= Endau settlement =

The Endau settlement, also known as the New Syonan Model Farm, or simply New Syonan, was a settlement in Endau, Malaysia created by the Japanese during the Japanese Occupation of Singapore in an attempt alleviate the issue of food shortages in Singapore by relocating citizens elsewhere.

==History==
Due to the Japanese Occupation of Singapore, foreign trade was disrupted, thus causing food shortages, as Singapore had been primarily relying on imports for food supply. The Japanese introduced the Grow More Food Campaign to encourage locals to grow their own food, which was not enough. In August 1943, the Japanese begun a project to relocate Singaporeans out of Singapore to other areas. Headed by Mamoru Shinozaki, the first step of the project was to relocate Chinese citizens to a new settlement in Endau, Johor. Shinozaki convinced the Oversea Chinese Association to help with the construct the settlement, stating that the Japanese would not interfere with the settlement, and the rice supply would be provided until the settlement attained self-sufficiency. The Association provided $2,000,000 for the construction of the farms, and a New Syonan Model Farm Construction Committee was formed under the chairmanship of Peranakan physician Lim Boon Keng. Following this, the jungle around the area of the planned settlement was cleared for development. Roads and houses were built to serve the settlers.

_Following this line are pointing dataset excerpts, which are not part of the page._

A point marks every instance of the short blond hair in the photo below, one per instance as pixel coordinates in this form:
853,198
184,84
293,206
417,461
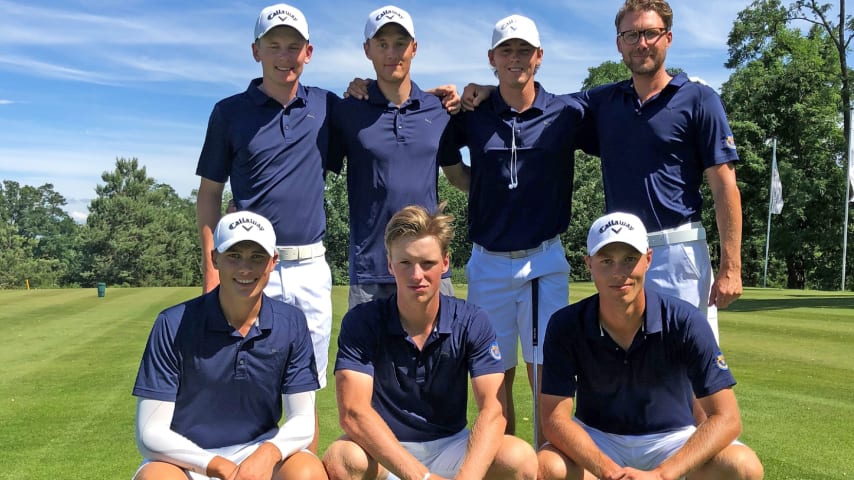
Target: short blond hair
661,7
416,221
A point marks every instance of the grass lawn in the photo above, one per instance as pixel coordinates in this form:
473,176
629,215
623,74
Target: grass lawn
69,359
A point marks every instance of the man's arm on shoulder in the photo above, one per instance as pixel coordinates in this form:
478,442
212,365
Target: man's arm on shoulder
208,213
474,95
156,440
487,432
570,438
358,88
721,427
363,425
727,199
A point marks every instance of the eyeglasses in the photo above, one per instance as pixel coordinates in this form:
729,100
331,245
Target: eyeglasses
632,37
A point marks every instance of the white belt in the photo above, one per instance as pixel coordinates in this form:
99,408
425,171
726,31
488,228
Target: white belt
688,232
302,252
520,253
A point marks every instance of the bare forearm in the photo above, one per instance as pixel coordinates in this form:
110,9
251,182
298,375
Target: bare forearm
728,217
727,285
208,213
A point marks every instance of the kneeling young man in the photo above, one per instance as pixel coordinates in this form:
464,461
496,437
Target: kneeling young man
402,368
218,371
633,358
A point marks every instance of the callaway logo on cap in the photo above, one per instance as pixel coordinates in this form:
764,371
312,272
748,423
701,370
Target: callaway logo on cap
617,227
515,26
385,15
240,226
278,15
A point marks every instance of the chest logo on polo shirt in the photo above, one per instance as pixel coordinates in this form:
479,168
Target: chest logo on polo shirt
721,362
495,351
729,142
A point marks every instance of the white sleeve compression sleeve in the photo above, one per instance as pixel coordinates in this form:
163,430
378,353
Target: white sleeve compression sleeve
298,430
156,440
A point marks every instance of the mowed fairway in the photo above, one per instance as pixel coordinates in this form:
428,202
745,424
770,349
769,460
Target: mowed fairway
69,359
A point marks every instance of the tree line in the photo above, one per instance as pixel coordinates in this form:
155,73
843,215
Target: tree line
788,83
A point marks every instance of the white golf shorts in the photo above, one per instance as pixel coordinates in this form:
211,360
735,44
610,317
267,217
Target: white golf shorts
684,270
307,285
500,283
444,456
235,453
644,452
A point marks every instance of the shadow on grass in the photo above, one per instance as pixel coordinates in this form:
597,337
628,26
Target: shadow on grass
792,301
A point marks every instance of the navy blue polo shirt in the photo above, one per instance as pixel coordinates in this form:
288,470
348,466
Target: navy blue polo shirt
502,218
274,157
392,162
645,389
654,155
227,388
421,394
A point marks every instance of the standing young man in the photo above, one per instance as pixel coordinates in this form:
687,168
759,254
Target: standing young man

As the Japanese promised that they would not interfere with the settlement, many Chinese in Singapore were interested in moving to Endau, despite the tougher living conditions. The first settlers arrived in September 1943, and although they had been provided with basic farming tools to begin farming, many lacked the experience necessary for farming or construction. This prompted the Overseas Chinese Association to set up a management committee for the settlement, with Robert Tan Hoon Siang, the son of rubber tycoon Tan Chay Yan, being appointed as the head of the agricultural department, Chen Kee Sun being appointed as manager, Dr. Hu Tsai Kuen and Dr. Chen Ah Po being put in charge of the medical and health department, Woo Mon Chew being put in charge of the public works department, Leong Yuen Ho being put in charge of the timber mill, and Wong Tatt Sang being put in charge of peace and order. Wong was later replaced by Lo Po Yee and Goh Hood Kiat. By the end of the settlement's first year, the population had grown to about 12,000, and featured several amenities, such as a school, a bank, restaurants and a hospital. The settlement also had a sawmill, a paper factory, and a cigarette factory.

However, Chinese anti-Japanese guerillas attacked the settlement, killing several civilians and officials, until Shinozaki negotiated with the guerillas, offering rice in exchange for peace in the area. Following the end of the occupation of Singapore, the settlement was abandoned, with the settlers returning to Singapore.